Netflix’s Voicemails for Isabelle has arrived with a premise that is hard to shake: Zoey Deutch plays Jill, a woman who keeps leaving voicemails on her dead sister’s old phone, and Nick Robinson plays the stranger who gets the calls. What starts as grief becomes a rom-com hook, and the film’s central mixup is now the reason people are looking twice at the cast.
That attention matters because the film is being sold on more than a familiar setup. Jill’s messages are not casual mistaken calls; they are the private notes of someone coping with loss, now landing on Wes’s phone after the number changes hands. He listens to them, figures out where they are coming from, and tracks her down. Since a voicemail is only seconds long, the story’s turn depends on the simplest possible math: enough messages to reveal her, not so many that he can ignore them. The result is a romance built from an accidental audience of one.
Leah McKendrick wrote and directed the film, and the split reaction around it begins with that premise. called it a mushy, overlong story and described it as a sick reboot of You’ve Got Mail, while Deadline argued that Deutch and Robinson’s chemistry keeps it moving past familiar tropes. Deadline also frames Wes as a real estate executive and Jill as an aspiring food guru who loves Top Chef and is doing an internship under Chef Bastien, which gives the pairing a softer comic shape than the darker setup suggests.
That contradiction is what makes Voicemails for Isabelle hard to file neatly. The same movie includes two Taylor Swift songs and a running-in-the-rain climax, but it is still built on a premise that can feel unsettling if you stop at the setup alone. Jill is talking to her sister because she is grieving; Wes is listening because the number now belongs to him. The movie asks viewers to accept that private pain can become the start of a meet-cute, and not every critic is willing to do that.

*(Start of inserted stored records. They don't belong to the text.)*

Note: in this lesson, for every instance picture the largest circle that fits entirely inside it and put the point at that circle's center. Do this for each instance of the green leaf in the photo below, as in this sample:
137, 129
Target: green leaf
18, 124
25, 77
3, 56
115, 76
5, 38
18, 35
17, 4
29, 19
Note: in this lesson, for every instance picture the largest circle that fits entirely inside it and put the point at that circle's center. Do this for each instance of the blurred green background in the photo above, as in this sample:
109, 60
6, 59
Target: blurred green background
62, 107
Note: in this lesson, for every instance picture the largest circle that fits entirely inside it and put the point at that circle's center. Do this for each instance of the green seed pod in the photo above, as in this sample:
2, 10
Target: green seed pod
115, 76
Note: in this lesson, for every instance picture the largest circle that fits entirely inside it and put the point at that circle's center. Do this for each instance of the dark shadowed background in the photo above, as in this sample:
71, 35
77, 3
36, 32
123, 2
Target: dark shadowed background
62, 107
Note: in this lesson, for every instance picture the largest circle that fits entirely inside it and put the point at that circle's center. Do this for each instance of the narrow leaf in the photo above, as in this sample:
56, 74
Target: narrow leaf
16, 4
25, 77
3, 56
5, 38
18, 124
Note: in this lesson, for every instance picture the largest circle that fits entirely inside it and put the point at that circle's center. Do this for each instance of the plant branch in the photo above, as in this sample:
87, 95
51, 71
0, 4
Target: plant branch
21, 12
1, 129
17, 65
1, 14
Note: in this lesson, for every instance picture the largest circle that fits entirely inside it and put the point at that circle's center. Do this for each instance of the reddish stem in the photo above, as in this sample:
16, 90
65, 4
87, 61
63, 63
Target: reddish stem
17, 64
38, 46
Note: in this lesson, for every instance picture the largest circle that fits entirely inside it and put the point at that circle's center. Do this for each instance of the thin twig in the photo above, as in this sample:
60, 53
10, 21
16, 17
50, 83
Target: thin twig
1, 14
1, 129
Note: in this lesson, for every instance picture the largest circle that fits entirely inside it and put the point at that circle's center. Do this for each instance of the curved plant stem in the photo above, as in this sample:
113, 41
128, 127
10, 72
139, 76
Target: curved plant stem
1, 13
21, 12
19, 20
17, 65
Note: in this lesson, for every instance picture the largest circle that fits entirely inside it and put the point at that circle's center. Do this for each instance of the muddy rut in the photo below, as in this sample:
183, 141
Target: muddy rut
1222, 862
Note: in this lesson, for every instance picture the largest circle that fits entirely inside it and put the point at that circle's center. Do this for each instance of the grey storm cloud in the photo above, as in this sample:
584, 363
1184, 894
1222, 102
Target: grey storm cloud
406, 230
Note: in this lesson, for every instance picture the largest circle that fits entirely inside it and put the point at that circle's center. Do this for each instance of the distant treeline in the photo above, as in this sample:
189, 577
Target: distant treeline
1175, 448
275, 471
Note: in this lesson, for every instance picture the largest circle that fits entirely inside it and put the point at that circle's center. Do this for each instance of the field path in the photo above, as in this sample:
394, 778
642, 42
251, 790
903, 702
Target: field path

There is also a practical gap at the center of the plot that the film does not really answer. Wes listens long enough to understand who Jill is and where to find her, but not long enough to sound certain about how quickly he acts. What matters is that he does act, and then keeps quiet about the reason they met even as he wins her heart. That is the film’s cleanest promise and its biggest flaw at once: the romance works best when the secret stays hidden, but the secret is exactly what makes the whole arrangement uneasy.
For viewers searching for Nick Robinson now, that is the hook. Voicemails for Isabelle is not just another Netflix rom-com with a familiar shape. It is a story about grief, misdirected intimacy, and a man who hears a stranger’s private voice notes before deciding to follow them into her life.